For this, we will apply a Gaussian filter with x and y means of 0 and the following covariance matrix.

means = [0, 0]
cov = [[1, 0.5], [0.5, 1]]

We will construct the Gaussian filter using the scipy.stats.multivariate_normal object.

from scipy.stats import multivariate_normal

mv = multivariate_normal(means, cov)

And visiualise this distribution with a contour plot.

x, y = np.mgrid[-3:3:.01, -3:3:.01]

fig, ax = plt.subplots()

ax.contourf(mv.pdf(np.dstack((x, y))), extent=(-3, 3, -3, 3))
ax.set_aspect('equal')
ax.set_xlabel('x')
ax.set_ylabel('y')
plt.show()
../_images/0278e99bb8084784a68b68f4cf00856f6beb2baad1ba053c0b989837265fea68.png

Above, we have used a very fine grid over which the PDF has been computed. However, in the convolution context, the convolutional kernel’s size is also important. Here, we will use a 30×30 convolutional filter to show the effect.

kernel = mv.pdf(np.dstack(np.mgrid[-3:3:.2, -3:3:.2]))
kernel.shape
(30, 30)

To perform this convolution, we use the scipy.signal.convolve2d function, again with the mode as 'same'.

from scipy.signal import convolve2d

pepe_convolved = convolve2d(pepe, kernel, mode='same')

fig, ax = plt.subplots(1, 2, figsize=(10, 5))

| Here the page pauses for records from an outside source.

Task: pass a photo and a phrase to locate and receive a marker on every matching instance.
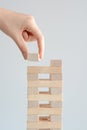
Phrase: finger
(22, 46)
(28, 36)
(40, 40)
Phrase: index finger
(40, 40)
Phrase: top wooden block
(56, 63)
(33, 57)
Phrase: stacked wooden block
(45, 97)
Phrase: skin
(21, 28)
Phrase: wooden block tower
(45, 97)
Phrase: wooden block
(33, 57)
(45, 69)
(32, 104)
(56, 90)
(32, 118)
(45, 83)
(39, 111)
(55, 118)
(56, 104)
(58, 76)
(32, 90)
(44, 125)
(57, 63)
(32, 77)
(44, 118)
(43, 129)
(45, 97)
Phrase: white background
(64, 25)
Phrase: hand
(21, 28)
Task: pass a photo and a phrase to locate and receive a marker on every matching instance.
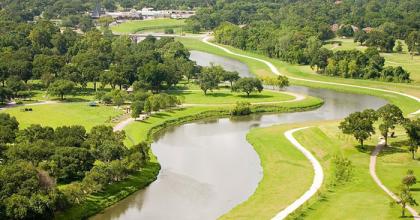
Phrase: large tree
(248, 85)
(360, 125)
(390, 116)
(412, 128)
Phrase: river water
(208, 167)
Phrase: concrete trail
(317, 181)
(372, 170)
(277, 72)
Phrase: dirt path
(317, 181)
(372, 170)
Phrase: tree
(399, 48)
(209, 77)
(137, 108)
(248, 85)
(231, 77)
(61, 87)
(72, 163)
(413, 42)
(9, 126)
(360, 125)
(406, 198)
(410, 179)
(390, 116)
(412, 128)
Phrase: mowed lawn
(130, 27)
(404, 59)
(303, 71)
(288, 174)
(360, 198)
(60, 114)
(228, 97)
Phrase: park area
(131, 27)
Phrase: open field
(228, 97)
(60, 114)
(404, 59)
(406, 104)
(360, 198)
(130, 27)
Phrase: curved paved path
(277, 72)
(372, 170)
(317, 181)
(293, 206)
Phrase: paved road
(317, 181)
(372, 170)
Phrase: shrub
(241, 108)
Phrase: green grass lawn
(287, 175)
(60, 114)
(130, 27)
(404, 59)
(228, 97)
(406, 104)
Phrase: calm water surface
(208, 167)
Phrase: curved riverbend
(208, 167)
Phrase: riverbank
(360, 197)
(145, 130)
(407, 104)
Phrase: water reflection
(208, 167)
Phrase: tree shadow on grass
(256, 96)
(160, 115)
(396, 147)
(367, 149)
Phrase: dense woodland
(296, 31)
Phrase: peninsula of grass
(139, 131)
(60, 114)
(131, 27)
(408, 105)
(228, 97)
(359, 199)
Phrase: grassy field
(130, 27)
(404, 59)
(408, 105)
(360, 198)
(228, 97)
(60, 114)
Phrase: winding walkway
(372, 170)
(284, 213)
(277, 72)
(317, 181)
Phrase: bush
(241, 108)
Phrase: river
(208, 167)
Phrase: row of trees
(40, 51)
(314, 15)
(34, 160)
(357, 64)
(361, 125)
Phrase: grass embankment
(358, 199)
(404, 59)
(131, 27)
(228, 97)
(406, 104)
(55, 115)
(144, 131)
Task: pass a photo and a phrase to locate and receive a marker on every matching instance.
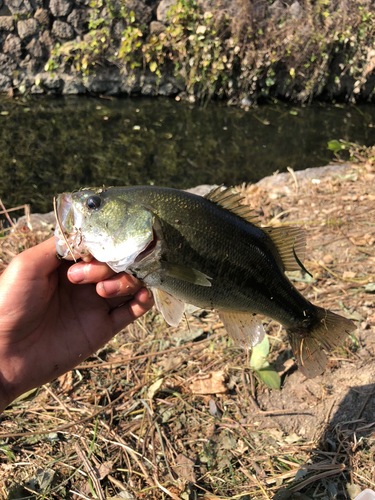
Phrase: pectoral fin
(171, 308)
(245, 329)
(186, 274)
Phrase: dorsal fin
(290, 242)
(230, 200)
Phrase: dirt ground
(177, 413)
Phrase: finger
(129, 312)
(89, 272)
(120, 285)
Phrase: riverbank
(220, 432)
(244, 52)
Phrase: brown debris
(172, 442)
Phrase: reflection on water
(52, 145)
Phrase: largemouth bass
(207, 251)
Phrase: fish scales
(234, 252)
(206, 251)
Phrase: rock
(47, 41)
(156, 27)
(42, 15)
(60, 8)
(27, 28)
(73, 85)
(130, 84)
(79, 19)
(148, 89)
(328, 259)
(118, 27)
(6, 23)
(5, 84)
(168, 89)
(19, 6)
(102, 84)
(12, 46)
(50, 82)
(276, 10)
(163, 9)
(7, 64)
(142, 12)
(35, 48)
(62, 30)
(36, 89)
(295, 10)
(31, 65)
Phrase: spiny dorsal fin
(290, 241)
(230, 200)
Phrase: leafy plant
(259, 364)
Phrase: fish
(211, 252)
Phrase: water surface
(50, 145)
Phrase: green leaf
(335, 146)
(270, 377)
(153, 66)
(259, 354)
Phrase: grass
(128, 419)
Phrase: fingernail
(77, 274)
(111, 287)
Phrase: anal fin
(185, 274)
(291, 243)
(245, 329)
(172, 309)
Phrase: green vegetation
(328, 50)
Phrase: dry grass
(128, 419)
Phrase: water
(51, 145)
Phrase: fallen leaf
(154, 388)
(349, 274)
(212, 383)
(66, 382)
(184, 468)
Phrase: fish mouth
(67, 233)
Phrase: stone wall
(242, 50)
(30, 31)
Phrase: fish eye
(94, 202)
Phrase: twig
(318, 477)
(91, 472)
(5, 211)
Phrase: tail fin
(329, 331)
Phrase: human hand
(49, 324)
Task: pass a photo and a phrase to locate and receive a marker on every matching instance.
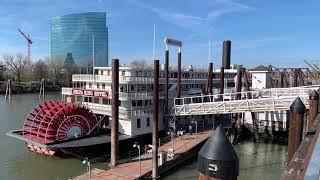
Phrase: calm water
(265, 160)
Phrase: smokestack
(226, 54)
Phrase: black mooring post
(115, 114)
(297, 111)
(155, 106)
(217, 158)
(313, 108)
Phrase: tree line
(19, 69)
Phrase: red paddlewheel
(54, 121)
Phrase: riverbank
(24, 88)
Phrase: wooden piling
(222, 80)
(179, 74)
(238, 83)
(115, 114)
(155, 113)
(253, 115)
(8, 90)
(282, 79)
(295, 77)
(209, 79)
(297, 111)
(166, 90)
(313, 108)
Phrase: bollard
(217, 159)
(313, 108)
(297, 111)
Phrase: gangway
(272, 99)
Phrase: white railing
(254, 101)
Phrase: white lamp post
(136, 145)
(87, 162)
(171, 132)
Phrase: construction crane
(29, 41)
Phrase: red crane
(29, 41)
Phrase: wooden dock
(184, 147)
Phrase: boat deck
(73, 143)
(130, 170)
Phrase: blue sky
(282, 33)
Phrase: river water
(265, 160)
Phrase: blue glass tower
(83, 35)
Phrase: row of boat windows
(139, 122)
(100, 100)
(97, 100)
(137, 87)
(171, 75)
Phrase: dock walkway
(130, 170)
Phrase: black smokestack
(226, 54)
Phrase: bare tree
(55, 66)
(40, 70)
(15, 65)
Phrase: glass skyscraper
(79, 34)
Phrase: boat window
(96, 100)
(148, 121)
(138, 123)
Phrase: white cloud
(191, 22)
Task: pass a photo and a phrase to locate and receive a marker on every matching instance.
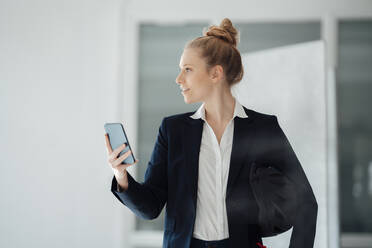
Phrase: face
(193, 77)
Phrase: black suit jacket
(171, 178)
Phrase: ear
(217, 73)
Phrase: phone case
(117, 137)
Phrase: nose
(178, 79)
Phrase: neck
(219, 108)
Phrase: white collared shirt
(214, 163)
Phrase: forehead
(190, 57)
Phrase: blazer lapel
(192, 136)
(239, 148)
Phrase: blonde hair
(218, 47)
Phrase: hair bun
(225, 31)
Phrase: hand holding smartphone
(119, 152)
(118, 137)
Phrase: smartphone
(117, 137)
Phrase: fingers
(114, 155)
(120, 159)
(121, 167)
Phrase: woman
(201, 160)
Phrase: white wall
(58, 77)
(68, 66)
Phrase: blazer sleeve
(148, 198)
(285, 159)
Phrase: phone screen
(117, 137)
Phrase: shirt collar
(238, 111)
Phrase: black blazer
(172, 176)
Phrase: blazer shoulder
(260, 115)
(178, 117)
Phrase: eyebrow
(186, 64)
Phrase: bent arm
(147, 199)
(304, 228)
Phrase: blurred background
(67, 67)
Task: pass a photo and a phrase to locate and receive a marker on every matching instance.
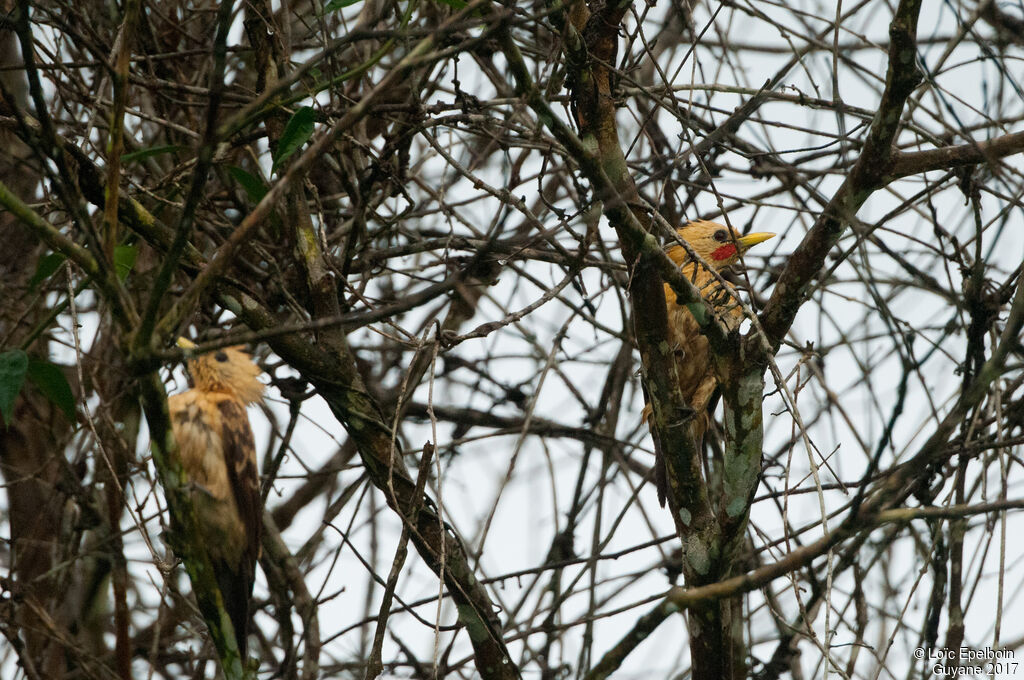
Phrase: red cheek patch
(725, 252)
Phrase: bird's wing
(240, 459)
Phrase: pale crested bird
(719, 246)
(218, 454)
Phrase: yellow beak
(754, 239)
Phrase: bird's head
(229, 371)
(717, 244)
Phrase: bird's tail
(236, 593)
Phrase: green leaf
(335, 5)
(699, 312)
(296, 133)
(146, 153)
(124, 260)
(254, 186)
(51, 382)
(13, 365)
(45, 267)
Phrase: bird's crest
(228, 371)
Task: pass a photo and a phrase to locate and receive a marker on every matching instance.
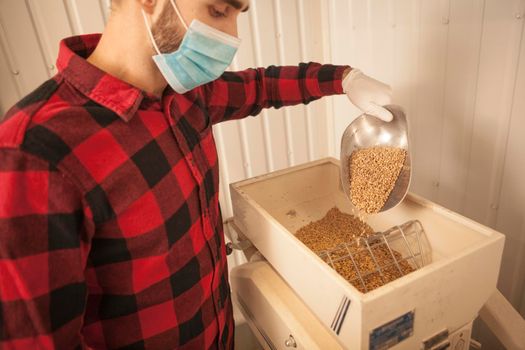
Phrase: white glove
(368, 94)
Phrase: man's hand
(368, 94)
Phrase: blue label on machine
(393, 332)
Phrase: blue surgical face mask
(203, 55)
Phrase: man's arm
(43, 252)
(236, 95)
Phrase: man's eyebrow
(237, 5)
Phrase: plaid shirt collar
(120, 97)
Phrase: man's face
(168, 31)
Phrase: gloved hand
(368, 94)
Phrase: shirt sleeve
(43, 253)
(236, 95)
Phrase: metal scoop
(368, 131)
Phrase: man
(110, 228)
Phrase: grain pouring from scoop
(373, 175)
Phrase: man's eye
(216, 13)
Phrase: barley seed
(373, 175)
(336, 228)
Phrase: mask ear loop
(179, 14)
(148, 27)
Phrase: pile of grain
(373, 174)
(333, 229)
(344, 232)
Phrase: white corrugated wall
(457, 66)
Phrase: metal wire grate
(370, 262)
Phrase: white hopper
(445, 294)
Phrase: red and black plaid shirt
(110, 229)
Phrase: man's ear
(148, 5)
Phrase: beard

ax[0].imshow(pepe, cmap='gray')
ax[1].imshow(pepe_convolved, cmap='gray')
ax[0].axis('off')
ax[1].axis('off')
ax[0].set_title('Original')
ax[1].set_title('Convolved')
plt.show()
../_images/5c720b9e37e48786fb8a1e731a594ccc035d4073a2a85c45c08a612b970b0234.png

From passing the convolutional filter over the image, we get a more smeared-out version of the image. This is known as a Gaussian blur kernel. This is not the only type of filter that exists. Indeed, different filters serve different purposes in image classification. For example, the Prewitt and Sobel filters are popular for edge detection.

Changing Filters#

During the training of a neural network, the filters are among the trained parameters. This means that the analysis of the filters in a network can be informative about the trends being discovered. By investigating the filters trained in the network, we can begin to understand what the network has learnt.